Wird Arbeitslohn steuerlich gleichbehandelt, gleichgültig ob es sich um eine Geldleistung oder um einen Sachbezug handelt? So einfach ist die Sache nicht. Während Barlohn grundsätzlich mit dem nominellen Betrag der Lohnbesteuerung unterliegt, gibt es für Sachbezüge eine monatliche Freigrenze von 50 € sowie eine günstige Pauschalbesteuerungsmöglichkeit mit 30 %. Die Finanzverwaltung hat in einer viel beachteten Verwaltungsregelung ihre Auffassung zur Abgrenzung von Geldleistung und Sachbezug bekannt gemacht (BMF-Schreiben vom 15.03.2022 –IV C 5 – S 2334/19/10007: 007, BStBl 2022 I S. 242). Im Folgenden erfahren Sie die praxisrelevanten Einzelheiten.
Gesetzliche Definition Sachbezug
Bereits mit Wirkung ab 01.01.2020 hatte der Gesetzgeber den Begriff der Sachbezüge im Einkommensteuergesetz (EStG) selbst definiert. Seitdem ist geregelt, dass zweckgebundene Geldleistungen, nachträgliche Kostenerstattungen, Geldsurrogate und andere Vorteile, die auf einen Geldbetrag lauten, grundsätzlich keine steuerbegünstigten Sachbezüge sind, sondern voll steuerpflichtige Geldleistungen.
Andererseits werden zweckgebundene Gutscheine (einschließlich entsprechender Gutscheinkarten, digitaler Gutscheine, Gutscheincodes oder Gutscheinapplikationen bzw. Apps) sowie entsprechende Geldkarten (einschließlich Wertguthabenkarten in Form von Prepaid-Karten) ausdrücklich als Sachbezug definiert.

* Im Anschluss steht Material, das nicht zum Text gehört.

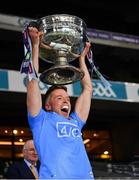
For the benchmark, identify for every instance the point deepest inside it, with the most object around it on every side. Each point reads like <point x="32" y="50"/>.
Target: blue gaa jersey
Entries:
<point x="60" y="146"/>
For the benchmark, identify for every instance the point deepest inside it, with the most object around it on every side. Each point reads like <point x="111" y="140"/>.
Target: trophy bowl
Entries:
<point x="63" y="40"/>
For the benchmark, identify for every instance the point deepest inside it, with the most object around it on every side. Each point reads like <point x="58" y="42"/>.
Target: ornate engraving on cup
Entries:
<point x="62" y="42"/>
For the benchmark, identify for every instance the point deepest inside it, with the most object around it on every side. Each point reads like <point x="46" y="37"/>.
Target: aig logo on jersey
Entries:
<point x="65" y="129"/>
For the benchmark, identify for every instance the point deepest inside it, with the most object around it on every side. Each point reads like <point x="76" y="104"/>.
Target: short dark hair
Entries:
<point x="52" y="88"/>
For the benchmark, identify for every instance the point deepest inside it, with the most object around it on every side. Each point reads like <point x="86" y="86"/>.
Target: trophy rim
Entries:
<point x="39" y="20"/>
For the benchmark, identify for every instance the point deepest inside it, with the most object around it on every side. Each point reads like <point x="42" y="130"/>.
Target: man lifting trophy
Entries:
<point x="56" y="130"/>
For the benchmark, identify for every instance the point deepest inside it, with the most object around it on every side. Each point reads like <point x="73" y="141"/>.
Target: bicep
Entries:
<point x="82" y="106"/>
<point x="34" y="102"/>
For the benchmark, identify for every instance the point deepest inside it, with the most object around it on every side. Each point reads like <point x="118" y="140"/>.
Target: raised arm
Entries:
<point x="83" y="103"/>
<point x="34" y="101"/>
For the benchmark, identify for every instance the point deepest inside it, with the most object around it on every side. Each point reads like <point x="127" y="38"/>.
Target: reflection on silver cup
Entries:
<point x="62" y="42"/>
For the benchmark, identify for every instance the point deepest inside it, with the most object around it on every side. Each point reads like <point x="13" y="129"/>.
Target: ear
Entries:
<point x="47" y="106"/>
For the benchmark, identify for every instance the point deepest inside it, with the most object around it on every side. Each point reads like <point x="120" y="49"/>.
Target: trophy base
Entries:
<point x="61" y="75"/>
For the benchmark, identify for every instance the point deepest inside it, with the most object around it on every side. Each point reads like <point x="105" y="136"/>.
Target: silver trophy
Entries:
<point x="63" y="41"/>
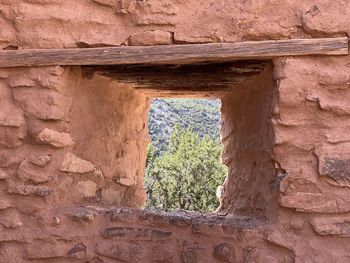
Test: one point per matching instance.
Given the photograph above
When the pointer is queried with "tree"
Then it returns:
(186, 175)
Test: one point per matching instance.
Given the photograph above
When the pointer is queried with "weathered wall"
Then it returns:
(248, 138)
(65, 23)
(72, 146)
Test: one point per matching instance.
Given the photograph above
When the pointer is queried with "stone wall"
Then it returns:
(72, 145)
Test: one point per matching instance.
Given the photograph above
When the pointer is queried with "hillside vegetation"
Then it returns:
(202, 115)
(183, 167)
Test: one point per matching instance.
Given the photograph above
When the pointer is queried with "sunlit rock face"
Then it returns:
(73, 145)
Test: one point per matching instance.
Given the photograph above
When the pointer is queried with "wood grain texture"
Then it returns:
(175, 79)
(174, 54)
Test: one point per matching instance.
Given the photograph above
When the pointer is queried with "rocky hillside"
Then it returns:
(201, 114)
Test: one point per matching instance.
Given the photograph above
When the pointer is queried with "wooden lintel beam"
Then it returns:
(174, 54)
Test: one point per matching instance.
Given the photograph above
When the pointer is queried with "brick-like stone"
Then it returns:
(55, 138)
(125, 181)
(11, 137)
(141, 234)
(87, 189)
(10, 116)
(46, 250)
(43, 104)
(310, 202)
(84, 215)
(112, 196)
(3, 174)
(123, 251)
(74, 164)
(39, 160)
(224, 252)
(37, 190)
(10, 219)
(78, 251)
(334, 163)
(4, 203)
(149, 38)
(338, 226)
(29, 171)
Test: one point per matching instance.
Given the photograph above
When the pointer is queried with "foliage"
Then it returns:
(186, 175)
(202, 115)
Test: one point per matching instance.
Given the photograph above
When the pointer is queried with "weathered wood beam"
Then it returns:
(174, 54)
(203, 77)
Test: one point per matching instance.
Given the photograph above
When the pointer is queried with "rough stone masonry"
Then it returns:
(72, 146)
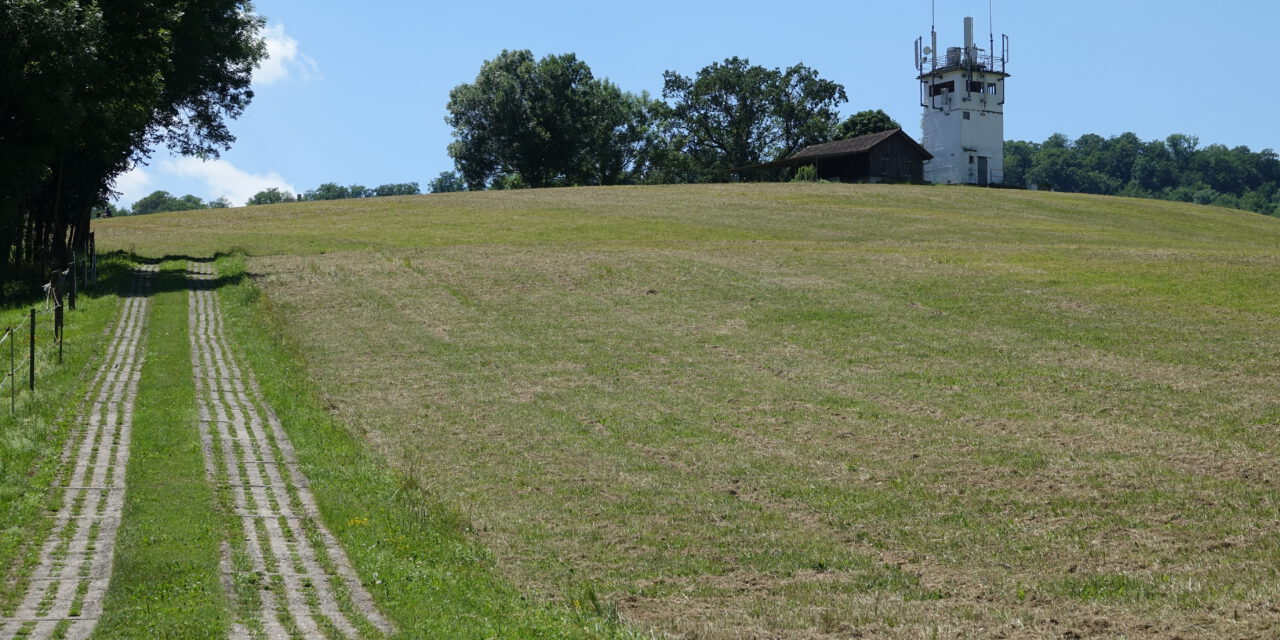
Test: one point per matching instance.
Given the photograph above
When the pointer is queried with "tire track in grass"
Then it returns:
(288, 575)
(64, 593)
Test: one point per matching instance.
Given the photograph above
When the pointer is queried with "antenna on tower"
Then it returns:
(991, 31)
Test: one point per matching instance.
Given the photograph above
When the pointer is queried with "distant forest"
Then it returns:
(1175, 168)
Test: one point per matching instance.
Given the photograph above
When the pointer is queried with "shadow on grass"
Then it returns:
(176, 280)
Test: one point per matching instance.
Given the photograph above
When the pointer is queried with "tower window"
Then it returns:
(942, 88)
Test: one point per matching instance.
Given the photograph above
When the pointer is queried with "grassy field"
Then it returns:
(796, 411)
(32, 434)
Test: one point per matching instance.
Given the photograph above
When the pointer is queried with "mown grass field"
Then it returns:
(799, 411)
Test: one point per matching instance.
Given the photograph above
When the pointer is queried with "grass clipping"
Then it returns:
(809, 410)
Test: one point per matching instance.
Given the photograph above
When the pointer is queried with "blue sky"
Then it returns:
(355, 92)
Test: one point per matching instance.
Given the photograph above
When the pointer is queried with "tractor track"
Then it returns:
(302, 583)
(64, 593)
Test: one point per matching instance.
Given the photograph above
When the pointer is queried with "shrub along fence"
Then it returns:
(42, 329)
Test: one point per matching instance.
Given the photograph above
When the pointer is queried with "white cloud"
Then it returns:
(132, 186)
(283, 59)
(225, 179)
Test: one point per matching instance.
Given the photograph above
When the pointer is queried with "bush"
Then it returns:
(807, 173)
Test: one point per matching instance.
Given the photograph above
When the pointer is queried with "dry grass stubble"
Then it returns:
(668, 426)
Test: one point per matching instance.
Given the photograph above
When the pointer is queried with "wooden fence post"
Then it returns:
(31, 374)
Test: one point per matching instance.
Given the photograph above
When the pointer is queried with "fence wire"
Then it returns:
(54, 305)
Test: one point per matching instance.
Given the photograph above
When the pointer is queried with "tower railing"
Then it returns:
(976, 63)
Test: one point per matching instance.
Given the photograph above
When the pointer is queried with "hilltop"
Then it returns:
(801, 410)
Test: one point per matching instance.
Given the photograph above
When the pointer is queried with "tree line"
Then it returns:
(161, 201)
(547, 122)
(1175, 168)
(87, 88)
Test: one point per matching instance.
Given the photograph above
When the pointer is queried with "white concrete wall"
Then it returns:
(952, 138)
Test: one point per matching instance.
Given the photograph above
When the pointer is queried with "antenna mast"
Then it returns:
(991, 31)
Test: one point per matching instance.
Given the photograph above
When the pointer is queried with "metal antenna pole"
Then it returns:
(991, 30)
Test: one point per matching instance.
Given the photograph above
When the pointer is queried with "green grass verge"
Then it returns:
(33, 434)
(165, 581)
(415, 556)
(805, 410)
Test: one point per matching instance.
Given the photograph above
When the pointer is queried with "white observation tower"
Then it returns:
(963, 95)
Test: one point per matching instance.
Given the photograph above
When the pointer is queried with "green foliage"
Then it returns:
(270, 196)
(405, 188)
(1175, 168)
(328, 191)
(736, 114)
(864, 123)
(548, 120)
(447, 182)
(807, 173)
(90, 88)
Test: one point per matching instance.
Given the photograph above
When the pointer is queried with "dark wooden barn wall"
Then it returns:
(892, 160)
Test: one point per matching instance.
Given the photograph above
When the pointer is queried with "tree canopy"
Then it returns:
(865, 123)
(549, 122)
(88, 88)
(735, 114)
(1175, 168)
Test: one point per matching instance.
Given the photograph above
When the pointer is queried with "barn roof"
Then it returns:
(837, 149)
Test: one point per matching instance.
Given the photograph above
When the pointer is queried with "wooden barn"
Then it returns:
(887, 156)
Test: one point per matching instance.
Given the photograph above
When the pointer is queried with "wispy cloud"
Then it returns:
(283, 59)
(225, 179)
(132, 184)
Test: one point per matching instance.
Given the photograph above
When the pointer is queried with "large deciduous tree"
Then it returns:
(88, 87)
(735, 114)
(543, 123)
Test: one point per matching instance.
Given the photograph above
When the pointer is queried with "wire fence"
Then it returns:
(42, 328)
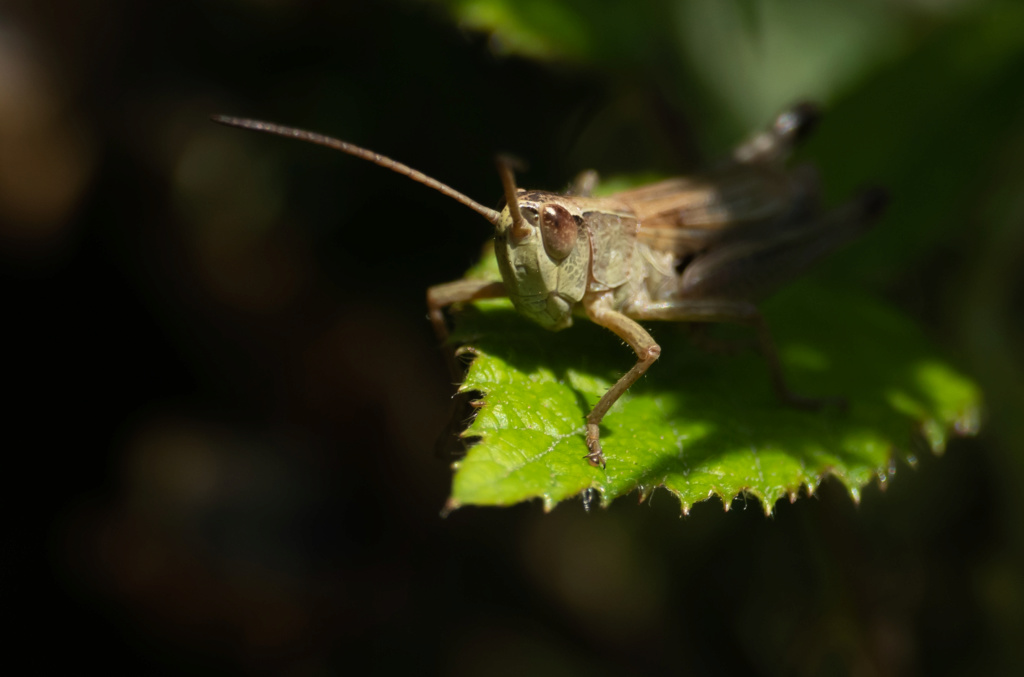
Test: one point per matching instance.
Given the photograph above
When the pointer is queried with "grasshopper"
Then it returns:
(693, 249)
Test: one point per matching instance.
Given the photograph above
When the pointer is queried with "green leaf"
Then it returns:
(700, 424)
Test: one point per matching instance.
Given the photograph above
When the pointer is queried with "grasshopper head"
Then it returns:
(544, 254)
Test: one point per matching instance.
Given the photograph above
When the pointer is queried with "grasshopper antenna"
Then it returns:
(370, 156)
(506, 164)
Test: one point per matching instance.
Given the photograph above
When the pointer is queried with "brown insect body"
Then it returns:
(696, 249)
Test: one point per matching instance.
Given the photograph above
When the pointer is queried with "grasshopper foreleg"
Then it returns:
(599, 310)
(441, 296)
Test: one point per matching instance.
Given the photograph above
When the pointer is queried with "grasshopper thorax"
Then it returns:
(544, 257)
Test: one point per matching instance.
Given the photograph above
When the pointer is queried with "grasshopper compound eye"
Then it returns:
(558, 230)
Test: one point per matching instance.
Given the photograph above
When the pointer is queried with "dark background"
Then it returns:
(226, 395)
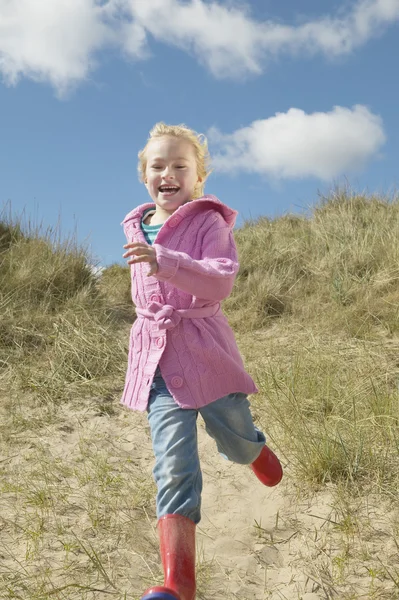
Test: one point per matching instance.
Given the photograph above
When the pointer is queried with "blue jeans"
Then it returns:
(177, 470)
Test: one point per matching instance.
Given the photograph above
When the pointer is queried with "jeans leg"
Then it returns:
(177, 471)
(229, 422)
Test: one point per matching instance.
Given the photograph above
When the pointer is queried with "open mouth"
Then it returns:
(168, 190)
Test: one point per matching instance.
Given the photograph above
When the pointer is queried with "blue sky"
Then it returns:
(293, 102)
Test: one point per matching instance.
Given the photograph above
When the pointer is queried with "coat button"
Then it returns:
(177, 381)
(174, 221)
(160, 342)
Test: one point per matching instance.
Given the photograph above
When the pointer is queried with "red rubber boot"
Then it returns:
(267, 467)
(177, 544)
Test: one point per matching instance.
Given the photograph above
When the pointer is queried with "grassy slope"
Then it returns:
(316, 310)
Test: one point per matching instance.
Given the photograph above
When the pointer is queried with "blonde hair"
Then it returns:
(199, 143)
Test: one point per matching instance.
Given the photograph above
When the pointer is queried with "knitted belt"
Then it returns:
(167, 317)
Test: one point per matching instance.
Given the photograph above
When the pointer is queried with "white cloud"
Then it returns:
(231, 43)
(296, 145)
(57, 41)
(49, 40)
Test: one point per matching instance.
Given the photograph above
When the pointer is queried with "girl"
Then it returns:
(183, 358)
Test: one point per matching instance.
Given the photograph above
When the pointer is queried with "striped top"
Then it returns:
(150, 231)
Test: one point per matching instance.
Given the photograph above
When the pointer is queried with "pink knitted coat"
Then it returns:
(180, 324)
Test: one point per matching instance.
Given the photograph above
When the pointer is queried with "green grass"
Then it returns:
(316, 311)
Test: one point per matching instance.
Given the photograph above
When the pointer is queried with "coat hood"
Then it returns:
(190, 208)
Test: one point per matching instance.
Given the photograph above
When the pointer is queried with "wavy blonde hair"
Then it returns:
(199, 143)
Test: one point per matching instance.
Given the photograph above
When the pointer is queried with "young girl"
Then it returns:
(183, 358)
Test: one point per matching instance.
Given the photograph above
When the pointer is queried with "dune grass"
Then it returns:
(316, 311)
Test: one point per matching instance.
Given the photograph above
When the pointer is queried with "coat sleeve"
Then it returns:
(210, 278)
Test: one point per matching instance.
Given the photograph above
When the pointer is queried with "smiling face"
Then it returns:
(171, 173)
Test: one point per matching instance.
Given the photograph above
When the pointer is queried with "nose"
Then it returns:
(167, 173)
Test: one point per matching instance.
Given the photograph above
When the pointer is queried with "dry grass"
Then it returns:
(316, 308)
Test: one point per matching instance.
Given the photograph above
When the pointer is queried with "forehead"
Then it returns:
(170, 148)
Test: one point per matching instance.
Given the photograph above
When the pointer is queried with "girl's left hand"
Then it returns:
(142, 253)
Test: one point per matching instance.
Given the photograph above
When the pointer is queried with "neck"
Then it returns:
(160, 216)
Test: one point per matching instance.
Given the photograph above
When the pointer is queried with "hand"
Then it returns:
(142, 253)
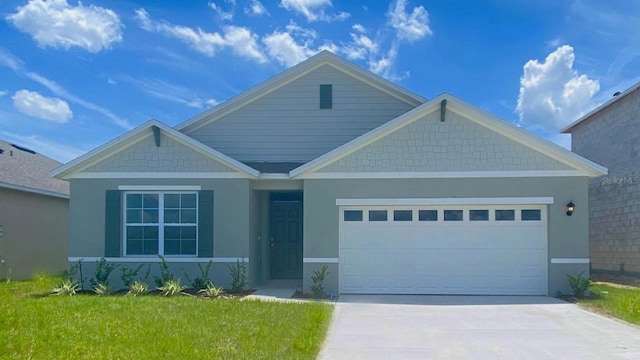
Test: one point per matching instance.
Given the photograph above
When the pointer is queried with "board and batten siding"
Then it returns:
(288, 124)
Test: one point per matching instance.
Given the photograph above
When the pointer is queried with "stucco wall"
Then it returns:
(36, 229)
(568, 236)
(612, 139)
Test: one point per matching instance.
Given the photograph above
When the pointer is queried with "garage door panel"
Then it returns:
(443, 257)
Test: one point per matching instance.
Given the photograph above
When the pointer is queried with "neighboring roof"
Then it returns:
(274, 167)
(131, 137)
(323, 58)
(483, 118)
(25, 170)
(611, 102)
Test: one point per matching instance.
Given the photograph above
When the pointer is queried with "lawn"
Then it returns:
(622, 302)
(125, 327)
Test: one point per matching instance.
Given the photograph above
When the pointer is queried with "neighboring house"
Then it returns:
(610, 135)
(329, 164)
(34, 214)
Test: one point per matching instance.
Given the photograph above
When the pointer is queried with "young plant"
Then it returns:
(317, 279)
(165, 273)
(128, 276)
(66, 288)
(103, 271)
(238, 276)
(213, 292)
(579, 284)
(172, 287)
(138, 287)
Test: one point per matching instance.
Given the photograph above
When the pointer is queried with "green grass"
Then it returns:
(620, 302)
(127, 327)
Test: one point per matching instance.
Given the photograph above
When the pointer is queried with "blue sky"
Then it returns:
(75, 75)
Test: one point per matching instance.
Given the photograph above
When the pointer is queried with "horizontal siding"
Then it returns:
(288, 124)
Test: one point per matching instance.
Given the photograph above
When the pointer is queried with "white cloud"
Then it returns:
(552, 93)
(314, 10)
(239, 39)
(224, 15)
(255, 8)
(33, 104)
(54, 23)
(409, 26)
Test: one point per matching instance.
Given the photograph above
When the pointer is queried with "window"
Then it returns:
(505, 215)
(453, 215)
(530, 215)
(428, 215)
(161, 223)
(377, 215)
(402, 215)
(479, 215)
(353, 215)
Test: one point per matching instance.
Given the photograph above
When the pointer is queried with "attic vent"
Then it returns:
(23, 149)
(326, 96)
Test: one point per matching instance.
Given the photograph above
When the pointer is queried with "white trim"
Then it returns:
(570, 260)
(320, 260)
(446, 201)
(443, 174)
(153, 175)
(32, 190)
(154, 259)
(160, 187)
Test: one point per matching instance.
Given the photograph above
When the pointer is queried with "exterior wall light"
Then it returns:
(570, 207)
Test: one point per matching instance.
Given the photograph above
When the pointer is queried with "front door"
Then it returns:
(285, 241)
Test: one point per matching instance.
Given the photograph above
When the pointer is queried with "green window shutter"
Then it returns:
(326, 96)
(112, 224)
(205, 223)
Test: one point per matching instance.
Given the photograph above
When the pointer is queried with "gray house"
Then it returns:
(329, 164)
(34, 214)
(610, 135)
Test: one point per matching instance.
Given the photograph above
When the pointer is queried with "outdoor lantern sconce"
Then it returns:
(570, 207)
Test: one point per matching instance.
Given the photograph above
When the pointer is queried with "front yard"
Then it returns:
(33, 326)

Voraussetzung für die Annahme eines Sachbezugs ist, dass die Gutscheine oder Geldkarten ausschließlich zum Bezug von Waren oder Dienstleistungen beim Arbeitgeber oder einem Dritten berechtigen. Außerdem müssen Sie bestimmte Kriterien des § 2 Abs. 1 Nr. 10 Zahlungsdiensteaufsichtsgesetz (ZAG) erfüllen. Und eben diese Kriterien müssen Sie ab 01.01.2022 prüfen, um Geldleistung und Sachbezug zutreffend abzugrenzen.
Die Kriterien des § 2 Abs. 1 Nr. 10 Buchstabe a ZAG
Begünstigte Sachbezüge sind Gutscheine oder Geldkarten, falls diese dazu berechtigen, ausschließlich Waren oder Dienstleistungen vom Aussteller des Gutscheins oder der Geldkarte aus deren eigenen Produktpalette zu beziehen. Das gilt unabhängig davon, ob der Gutschein bzw. die Geldkarte eine Mengen- oder eine Betragsangabe enthält.
Sie können Arbeitnehmern damit einen begünstigten Sachbezug in Form eines Tankgutscheins oder einer Tankkarte eines einzelnen Tankstellenbetreibers zum Bezug sämtlicher Waren oder Dienstleistungen in dessen Tankstelle bis zu einem Betrag von 50 € monatlich steuerfrei zukommen lassen.
Doch Vorsicht: Die monatliche Sachbezugsfreigrenze gilt für sämtliche Sachbezüge dieses Monats und nicht etwa je Gutschein. Der Sitz des Gutschein- bzw. Kartenausstellers sowie dessen Produktpalette sind nicht auf das Inland beschränkt.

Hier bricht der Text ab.